Une autre raison est possiblement symbolique. Comment ne pas le noter et, pour certains, s’en inquiéter ?, aucun des albums ne met en scène durablement un personnage véritablement féminin [49]. Certes, Philémon est encore un grand adolescent qui vit chez son père dont le caractère particulièrement irascible aurait réduit son épouse à l’état d’ilote. Mais l’époque n’était-elle pas à la libération, en particulier sexuelle ? Si Fred dénonce l’exploitation de l’homme par l’homme et de la nature par l’homme, serait-il demeuré un incurable machiste [50] pour qui l’aventure se décline exclusivement au masculin ?

Et si l’anima s’invitait autrement et suscitait ce goût de « reviens-y » y compris chez le public féminin ? En effet, les éthiciennes américaines du care (Carol Gilligan et Joan Tronto en tête) n’ont-elles pas osé faire du soin et de la sollicitude le trait spécifique du « génie » féminin (le substantif, qui vient de Gertrud von Le Fort, en moins !) ? Or, ce souci permanent de l’autre est le motif le plus profond qui pousse Philémon à agir, lui et lui seul.
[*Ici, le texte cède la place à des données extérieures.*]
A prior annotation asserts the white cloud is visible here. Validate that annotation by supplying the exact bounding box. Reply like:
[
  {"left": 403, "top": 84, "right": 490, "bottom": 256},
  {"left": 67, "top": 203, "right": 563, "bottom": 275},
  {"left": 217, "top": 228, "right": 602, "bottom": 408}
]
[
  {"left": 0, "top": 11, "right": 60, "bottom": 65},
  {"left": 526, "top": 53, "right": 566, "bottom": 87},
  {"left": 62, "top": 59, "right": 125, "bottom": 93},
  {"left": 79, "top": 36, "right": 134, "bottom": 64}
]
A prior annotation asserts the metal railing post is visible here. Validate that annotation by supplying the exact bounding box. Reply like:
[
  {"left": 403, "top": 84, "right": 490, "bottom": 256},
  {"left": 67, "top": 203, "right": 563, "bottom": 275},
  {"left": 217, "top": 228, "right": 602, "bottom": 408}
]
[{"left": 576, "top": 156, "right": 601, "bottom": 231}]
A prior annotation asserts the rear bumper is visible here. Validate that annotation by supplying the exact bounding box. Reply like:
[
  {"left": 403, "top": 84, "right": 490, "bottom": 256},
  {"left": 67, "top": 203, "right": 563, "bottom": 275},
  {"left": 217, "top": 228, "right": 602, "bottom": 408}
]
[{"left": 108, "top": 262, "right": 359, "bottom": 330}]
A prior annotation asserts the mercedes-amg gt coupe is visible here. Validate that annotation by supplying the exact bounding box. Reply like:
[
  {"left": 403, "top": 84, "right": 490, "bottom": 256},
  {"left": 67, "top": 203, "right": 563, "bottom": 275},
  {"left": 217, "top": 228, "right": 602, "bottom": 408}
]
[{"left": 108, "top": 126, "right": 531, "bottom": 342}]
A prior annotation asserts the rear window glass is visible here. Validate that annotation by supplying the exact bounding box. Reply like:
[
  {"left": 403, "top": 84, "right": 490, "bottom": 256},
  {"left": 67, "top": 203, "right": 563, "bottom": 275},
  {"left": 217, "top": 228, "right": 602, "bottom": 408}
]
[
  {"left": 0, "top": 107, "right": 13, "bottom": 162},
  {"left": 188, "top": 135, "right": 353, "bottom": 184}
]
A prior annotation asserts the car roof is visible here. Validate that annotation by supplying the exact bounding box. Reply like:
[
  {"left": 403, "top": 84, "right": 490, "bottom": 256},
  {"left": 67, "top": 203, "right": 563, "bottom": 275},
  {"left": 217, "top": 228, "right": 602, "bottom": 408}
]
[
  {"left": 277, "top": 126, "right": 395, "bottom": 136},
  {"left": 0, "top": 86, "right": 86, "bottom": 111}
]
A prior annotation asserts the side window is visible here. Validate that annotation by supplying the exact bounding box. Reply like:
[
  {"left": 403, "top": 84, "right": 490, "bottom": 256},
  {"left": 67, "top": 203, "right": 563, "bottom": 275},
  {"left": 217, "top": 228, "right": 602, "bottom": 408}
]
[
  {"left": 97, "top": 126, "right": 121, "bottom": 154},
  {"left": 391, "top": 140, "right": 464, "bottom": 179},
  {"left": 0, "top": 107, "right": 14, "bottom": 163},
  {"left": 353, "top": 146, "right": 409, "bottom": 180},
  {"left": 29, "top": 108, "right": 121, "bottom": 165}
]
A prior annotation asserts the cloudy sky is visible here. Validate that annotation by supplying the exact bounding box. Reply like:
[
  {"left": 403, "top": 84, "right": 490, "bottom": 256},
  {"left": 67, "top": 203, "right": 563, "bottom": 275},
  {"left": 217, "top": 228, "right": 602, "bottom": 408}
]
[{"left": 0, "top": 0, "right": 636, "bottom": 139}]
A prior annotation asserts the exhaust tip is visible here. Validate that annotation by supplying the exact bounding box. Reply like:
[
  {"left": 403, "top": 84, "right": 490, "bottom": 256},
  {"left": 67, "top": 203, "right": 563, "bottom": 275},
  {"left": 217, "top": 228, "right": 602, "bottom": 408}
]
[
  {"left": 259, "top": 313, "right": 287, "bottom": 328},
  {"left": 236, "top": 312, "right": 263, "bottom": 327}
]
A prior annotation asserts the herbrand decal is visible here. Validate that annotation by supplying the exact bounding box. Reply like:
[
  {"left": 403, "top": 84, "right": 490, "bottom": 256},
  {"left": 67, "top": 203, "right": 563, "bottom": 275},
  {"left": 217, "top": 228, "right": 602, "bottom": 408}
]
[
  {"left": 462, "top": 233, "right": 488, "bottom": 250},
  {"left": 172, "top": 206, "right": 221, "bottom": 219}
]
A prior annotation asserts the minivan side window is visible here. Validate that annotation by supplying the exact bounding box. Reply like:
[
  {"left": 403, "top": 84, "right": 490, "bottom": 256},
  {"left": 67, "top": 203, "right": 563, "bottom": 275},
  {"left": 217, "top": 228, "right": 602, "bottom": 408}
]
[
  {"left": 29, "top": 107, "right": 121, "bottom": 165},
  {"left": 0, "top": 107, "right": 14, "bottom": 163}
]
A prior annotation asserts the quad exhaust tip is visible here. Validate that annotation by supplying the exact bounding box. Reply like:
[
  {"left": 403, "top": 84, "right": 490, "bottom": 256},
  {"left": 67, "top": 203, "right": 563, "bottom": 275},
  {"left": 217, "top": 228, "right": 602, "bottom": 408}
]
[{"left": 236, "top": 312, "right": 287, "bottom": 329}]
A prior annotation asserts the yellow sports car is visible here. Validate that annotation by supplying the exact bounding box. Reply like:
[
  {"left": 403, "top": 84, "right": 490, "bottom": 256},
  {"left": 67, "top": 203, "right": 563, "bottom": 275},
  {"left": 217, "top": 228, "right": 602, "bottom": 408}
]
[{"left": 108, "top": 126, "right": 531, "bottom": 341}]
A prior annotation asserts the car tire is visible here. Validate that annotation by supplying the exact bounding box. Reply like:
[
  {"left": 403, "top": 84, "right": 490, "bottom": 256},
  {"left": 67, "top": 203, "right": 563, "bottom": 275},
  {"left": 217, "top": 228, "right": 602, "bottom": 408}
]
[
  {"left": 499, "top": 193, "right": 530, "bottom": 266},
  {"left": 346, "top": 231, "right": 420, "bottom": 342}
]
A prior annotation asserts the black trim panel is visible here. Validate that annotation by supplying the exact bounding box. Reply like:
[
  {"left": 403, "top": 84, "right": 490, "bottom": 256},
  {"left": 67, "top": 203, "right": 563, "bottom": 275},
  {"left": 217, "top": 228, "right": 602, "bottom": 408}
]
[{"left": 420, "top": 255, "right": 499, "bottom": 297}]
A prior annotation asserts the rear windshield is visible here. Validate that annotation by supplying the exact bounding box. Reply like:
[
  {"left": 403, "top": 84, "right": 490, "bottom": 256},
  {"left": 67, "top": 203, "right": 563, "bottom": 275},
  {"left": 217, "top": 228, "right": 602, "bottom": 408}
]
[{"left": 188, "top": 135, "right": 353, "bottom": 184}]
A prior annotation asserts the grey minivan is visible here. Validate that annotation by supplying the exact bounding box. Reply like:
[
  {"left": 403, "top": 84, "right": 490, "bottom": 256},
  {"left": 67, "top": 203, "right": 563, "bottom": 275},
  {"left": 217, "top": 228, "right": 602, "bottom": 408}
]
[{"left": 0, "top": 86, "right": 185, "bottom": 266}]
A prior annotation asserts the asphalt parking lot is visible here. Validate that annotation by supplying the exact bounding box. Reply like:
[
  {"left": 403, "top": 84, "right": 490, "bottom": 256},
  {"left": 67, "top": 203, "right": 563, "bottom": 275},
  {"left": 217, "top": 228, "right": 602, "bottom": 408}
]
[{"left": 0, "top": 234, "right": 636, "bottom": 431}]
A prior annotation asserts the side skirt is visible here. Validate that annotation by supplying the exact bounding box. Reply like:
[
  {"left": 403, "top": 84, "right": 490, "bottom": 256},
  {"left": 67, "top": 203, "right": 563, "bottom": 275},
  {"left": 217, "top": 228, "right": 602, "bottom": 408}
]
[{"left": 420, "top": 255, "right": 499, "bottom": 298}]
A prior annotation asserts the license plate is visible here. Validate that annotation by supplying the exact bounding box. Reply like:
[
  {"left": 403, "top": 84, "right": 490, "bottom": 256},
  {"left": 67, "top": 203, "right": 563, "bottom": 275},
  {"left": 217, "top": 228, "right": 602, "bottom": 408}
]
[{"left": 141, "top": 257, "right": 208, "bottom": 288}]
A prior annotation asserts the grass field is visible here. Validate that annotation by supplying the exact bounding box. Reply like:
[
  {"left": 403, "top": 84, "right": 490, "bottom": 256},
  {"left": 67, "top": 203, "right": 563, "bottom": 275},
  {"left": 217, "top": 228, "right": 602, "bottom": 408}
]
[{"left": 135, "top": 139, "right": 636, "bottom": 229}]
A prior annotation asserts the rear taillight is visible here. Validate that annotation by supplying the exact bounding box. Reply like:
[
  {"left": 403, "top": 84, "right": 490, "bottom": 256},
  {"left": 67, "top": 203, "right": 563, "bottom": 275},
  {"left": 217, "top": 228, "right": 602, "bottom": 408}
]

D’ailleurs, toujours discrète, cette générosité qui ne pèse jamais sur l’autre, ne serait-elle pas symbolisée par ces pieds nus qui s’approchent et se retirent sans bruit ? Même Félicien est fataliste et légaliste à ses heures [51]. Or, la bonté est si constamment généreuse qu’elle finit par devenir contagieuse. C’est ainsi que, à son contact, Barthélémy sort du narcissisme de ses lamentations pour s’éveiller à un certain altruisme. Comment le lecteur n’en serait-il pas secrètement ému ?
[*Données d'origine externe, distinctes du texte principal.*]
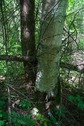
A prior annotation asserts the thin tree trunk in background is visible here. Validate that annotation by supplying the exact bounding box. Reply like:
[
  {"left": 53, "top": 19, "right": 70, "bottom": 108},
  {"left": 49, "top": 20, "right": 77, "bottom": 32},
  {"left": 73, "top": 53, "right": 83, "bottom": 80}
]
[
  {"left": 36, "top": 0, "right": 67, "bottom": 92},
  {"left": 20, "top": 0, "right": 36, "bottom": 84}
]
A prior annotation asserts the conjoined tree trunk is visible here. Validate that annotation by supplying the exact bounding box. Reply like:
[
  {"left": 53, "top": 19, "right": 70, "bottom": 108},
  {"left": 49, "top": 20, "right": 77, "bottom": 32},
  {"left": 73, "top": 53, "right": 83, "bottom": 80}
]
[
  {"left": 36, "top": 0, "right": 67, "bottom": 93},
  {"left": 20, "top": 0, "right": 35, "bottom": 84}
]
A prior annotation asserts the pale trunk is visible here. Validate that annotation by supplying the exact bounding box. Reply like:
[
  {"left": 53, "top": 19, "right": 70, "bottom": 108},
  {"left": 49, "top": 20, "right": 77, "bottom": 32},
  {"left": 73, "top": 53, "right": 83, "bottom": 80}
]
[{"left": 36, "top": 0, "right": 67, "bottom": 92}]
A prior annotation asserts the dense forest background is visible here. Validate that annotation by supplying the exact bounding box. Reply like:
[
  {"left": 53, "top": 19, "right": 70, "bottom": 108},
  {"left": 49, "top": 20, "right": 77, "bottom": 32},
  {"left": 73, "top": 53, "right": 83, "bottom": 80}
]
[{"left": 0, "top": 0, "right": 84, "bottom": 126}]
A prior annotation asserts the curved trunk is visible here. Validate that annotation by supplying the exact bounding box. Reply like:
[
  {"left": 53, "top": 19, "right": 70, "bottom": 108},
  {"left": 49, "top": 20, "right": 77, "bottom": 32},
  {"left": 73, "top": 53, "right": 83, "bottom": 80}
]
[
  {"left": 20, "top": 0, "right": 35, "bottom": 84},
  {"left": 36, "top": 0, "right": 67, "bottom": 92}
]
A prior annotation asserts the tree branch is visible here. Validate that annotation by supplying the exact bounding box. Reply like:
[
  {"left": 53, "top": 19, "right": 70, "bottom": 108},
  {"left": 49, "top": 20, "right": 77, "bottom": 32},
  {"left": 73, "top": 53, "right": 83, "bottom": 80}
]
[{"left": 0, "top": 55, "right": 84, "bottom": 73}]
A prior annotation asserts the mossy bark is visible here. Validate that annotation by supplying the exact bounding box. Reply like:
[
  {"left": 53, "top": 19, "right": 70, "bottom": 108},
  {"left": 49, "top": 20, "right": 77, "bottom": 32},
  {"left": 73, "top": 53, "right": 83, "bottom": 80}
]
[{"left": 36, "top": 0, "right": 67, "bottom": 92}]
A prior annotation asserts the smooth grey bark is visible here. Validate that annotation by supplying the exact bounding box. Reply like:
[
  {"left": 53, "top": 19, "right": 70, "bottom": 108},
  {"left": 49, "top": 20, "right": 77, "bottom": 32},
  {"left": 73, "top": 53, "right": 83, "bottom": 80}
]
[
  {"left": 20, "top": 0, "right": 36, "bottom": 85},
  {"left": 36, "top": 0, "right": 68, "bottom": 92}
]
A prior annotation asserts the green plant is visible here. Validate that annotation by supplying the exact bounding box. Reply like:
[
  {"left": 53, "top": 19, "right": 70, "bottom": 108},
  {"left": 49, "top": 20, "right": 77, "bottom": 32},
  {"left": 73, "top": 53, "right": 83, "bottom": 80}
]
[{"left": 68, "top": 95, "right": 84, "bottom": 110}]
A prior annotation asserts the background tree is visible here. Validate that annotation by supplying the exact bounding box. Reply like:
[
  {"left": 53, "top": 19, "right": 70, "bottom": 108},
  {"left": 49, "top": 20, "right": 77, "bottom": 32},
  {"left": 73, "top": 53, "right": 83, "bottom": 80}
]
[{"left": 0, "top": 0, "right": 84, "bottom": 126}]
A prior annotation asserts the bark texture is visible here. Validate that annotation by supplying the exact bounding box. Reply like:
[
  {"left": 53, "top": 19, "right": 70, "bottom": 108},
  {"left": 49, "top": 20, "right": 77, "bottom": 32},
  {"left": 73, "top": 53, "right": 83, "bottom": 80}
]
[
  {"left": 20, "top": 0, "right": 35, "bottom": 83},
  {"left": 36, "top": 0, "right": 67, "bottom": 92}
]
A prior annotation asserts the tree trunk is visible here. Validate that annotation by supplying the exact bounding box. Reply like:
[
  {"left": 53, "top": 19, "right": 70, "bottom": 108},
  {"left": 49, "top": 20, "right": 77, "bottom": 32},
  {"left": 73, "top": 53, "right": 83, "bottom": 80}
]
[
  {"left": 20, "top": 0, "right": 36, "bottom": 84},
  {"left": 36, "top": 0, "right": 67, "bottom": 93}
]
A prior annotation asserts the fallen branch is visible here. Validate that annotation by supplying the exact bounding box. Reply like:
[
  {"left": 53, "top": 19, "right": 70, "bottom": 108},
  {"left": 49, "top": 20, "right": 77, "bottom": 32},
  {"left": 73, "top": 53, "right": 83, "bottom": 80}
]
[{"left": 0, "top": 55, "right": 84, "bottom": 73}]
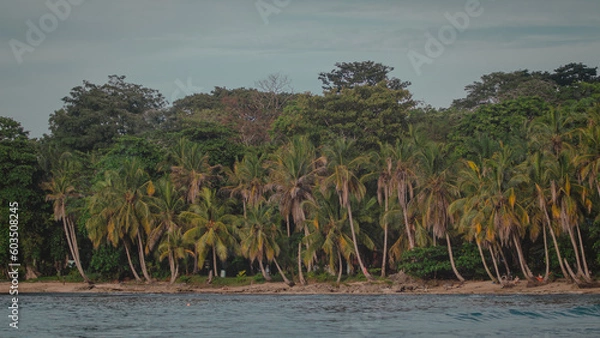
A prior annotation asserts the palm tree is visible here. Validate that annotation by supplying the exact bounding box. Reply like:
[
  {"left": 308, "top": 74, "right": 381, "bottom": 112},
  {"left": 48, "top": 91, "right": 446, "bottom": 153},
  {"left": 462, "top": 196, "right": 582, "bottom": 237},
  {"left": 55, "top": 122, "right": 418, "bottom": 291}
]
[
  {"left": 522, "top": 151, "right": 569, "bottom": 282},
  {"left": 550, "top": 149, "right": 591, "bottom": 283},
  {"left": 371, "top": 143, "right": 395, "bottom": 277},
  {"left": 114, "top": 158, "right": 154, "bottom": 282},
  {"left": 179, "top": 187, "right": 236, "bottom": 276},
  {"left": 42, "top": 171, "right": 92, "bottom": 284},
  {"left": 148, "top": 176, "right": 185, "bottom": 284},
  {"left": 171, "top": 138, "right": 220, "bottom": 203},
  {"left": 575, "top": 115, "right": 600, "bottom": 201},
  {"left": 448, "top": 161, "right": 502, "bottom": 282},
  {"left": 223, "top": 153, "right": 267, "bottom": 218},
  {"left": 85, "top": 172, "right": 141, "bottom": 282},
  {"left": 417, "top": 143, "right": 465, "bottom": 282},
  {"left": 240, "top": 203, "right": 293, "bottom": 286},
  {"left": 158, "top": 228, "right": 194, "bottom": 284},
  {"left": 307, "top": 190, "right": 356, "bottom": 284},
  {"left": 322, "top": 139, "right": 373, "bottom": 280},
  {"left": 480, "top": 146, "right": 534, "bottom": 282},
  {"left": 266, "top": 137, "right": 323, "bottom": 285}
]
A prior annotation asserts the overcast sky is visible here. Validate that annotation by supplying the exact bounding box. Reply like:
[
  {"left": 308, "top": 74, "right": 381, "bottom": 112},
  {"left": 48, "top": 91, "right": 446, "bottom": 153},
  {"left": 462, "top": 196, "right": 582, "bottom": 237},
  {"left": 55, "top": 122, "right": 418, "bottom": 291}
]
[{"left": 0, "top": 0, "right": 600, "bottom": 137}]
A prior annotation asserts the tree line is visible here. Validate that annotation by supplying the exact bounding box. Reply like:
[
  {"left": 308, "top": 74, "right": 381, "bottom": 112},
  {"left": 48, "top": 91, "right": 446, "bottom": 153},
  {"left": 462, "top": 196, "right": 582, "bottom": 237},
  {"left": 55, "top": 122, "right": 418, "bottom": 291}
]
[{"left": 0, "top": 61, "right": 600, "bottom": 285}]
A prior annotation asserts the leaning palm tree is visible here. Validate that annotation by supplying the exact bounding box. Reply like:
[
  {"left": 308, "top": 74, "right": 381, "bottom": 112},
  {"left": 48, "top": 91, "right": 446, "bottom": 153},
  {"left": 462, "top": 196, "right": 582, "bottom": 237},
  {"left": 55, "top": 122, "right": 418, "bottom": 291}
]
[
  {"left": 416, "top": 143, "right": 465, "bottom": 282},
  {"left": 307, "top": 190, "right": 355, "bottom": 284},
  {"left": 42, "top": 171, "right": 91, "bottom": 283},
  {"left": 179, "top": 187, "right": 236, "bottom": 276},
  {"left": 239, "top": 203, "right": 294, "bottom": 285},
  {"left": 322, "top": 139, "right": 373, "bottom": 280},
  {"left": 371, "top": 143, "right": 395, "bottom": 277},
  {"left": 85, "top": 172, "right": 142, "bottom": 282},
  {"left": 148, "top": 176, "right": 185, "bottom": 283},
  {"left": 481, "top": 146, "right": 534, "bottom": 282},
  {"left": 575, "top": 116, "right": 600, "bottom": 201},
  {"left": 222, "top": 153, "right": 267, "bottom": 218},
  {"left": 114, "top": 158, "right": 154, "bottom": 282},
  {"left": 550, "top": 149, "right": 592, "bottom": 283},
  {"left": 171, "top": 138, "right": 220, "bottom": 203},
  {"left": 158, "top": 228, "right": 194, "bottom": 284},
  {"left": 521, "top": 151, "right": 569, "bottom": 282},
  {"left": 266, "top": 137, "right": 323, "bottom": 284}
]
Plus subtilement, les colères récidivistes de ce père si obtus dissimulent un fait remarquable : il ne se décourage jamais et revient toujours vers son fils, l’oncle, Barthélémy. Derrière le comique de répétition, se profile une éthique de la compassion. Chez Hector, la souffrance de ne pas comprendre n’a pas déraciné son espérance. De plus, la plus grande proximité de cette figure paternelle de substitution qu’est Félicien à l’égard de Philémon (ne l’appelle-t-il pas « fiston » ?) ne s’est jamais commuée en une jalousie excluante.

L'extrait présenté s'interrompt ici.